# Scalable Diffusion Models with Transformer (DiT)

This notebook samples from pre-trained DiT models. DiTs are class-conditional latent diffusion models trained on ImageNet that use transformers in place of U-Nets as the DDPM backbone. DiT outperforms all prior diffusion models on the ImageNet benchmarks.
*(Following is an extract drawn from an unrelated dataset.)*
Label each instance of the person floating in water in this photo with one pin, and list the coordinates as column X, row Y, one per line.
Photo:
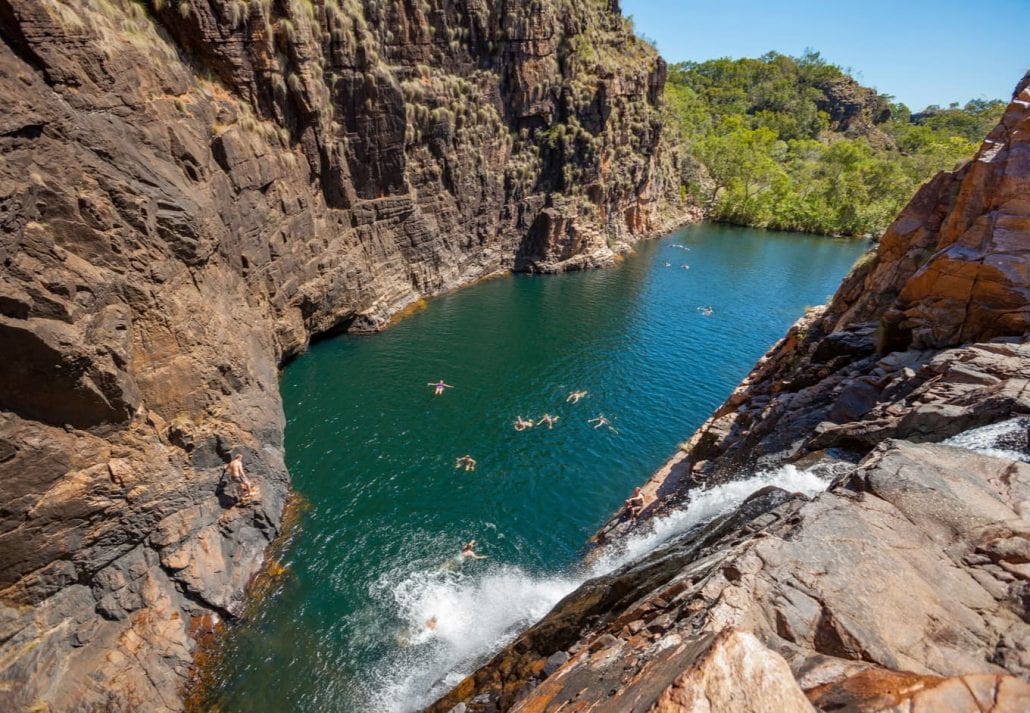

[Project Page](https://www.wpeebles.com/DiT) | [HuggingFace Space](https://huggingface.co/spaces/wpeebles/DiT) | [Paper](http://arxiv.org/abs/2212.09748) | [GitHub](github.com/facebookresearch/DiT)

# 1. Setup

We recommend using GPUs (Runtime > Change runtime type > Hardware accelerator > GPU). Run this cell to clone the DiT GitHub repo and setup PyTorch. You only have to run this once.

In [2]:
!git clone https://github.com/facebookresearch/DiT.git
import DiT, os
os.chdir('DiT')
os.environ['PYTHONPATH'] = '/env/python:/content/DiT'
!pip install diffusers timm --upgrade
# DiT imports:
import torch
from torchvision.utils import save_image
from diffusion import create_diffusion
from diffusers.models import AutoencoderKL
from download import find_model
from models import DiT_XL_2
from PIL import Image
from IPython.display import display
torch.set_grad_enabled(False)
device = "cuda" if torch.cuda.is_available() else "cpu"
if device == "cpu":
    print("GPU not found. Using CPU instead.")

Cloning into 'DiT'...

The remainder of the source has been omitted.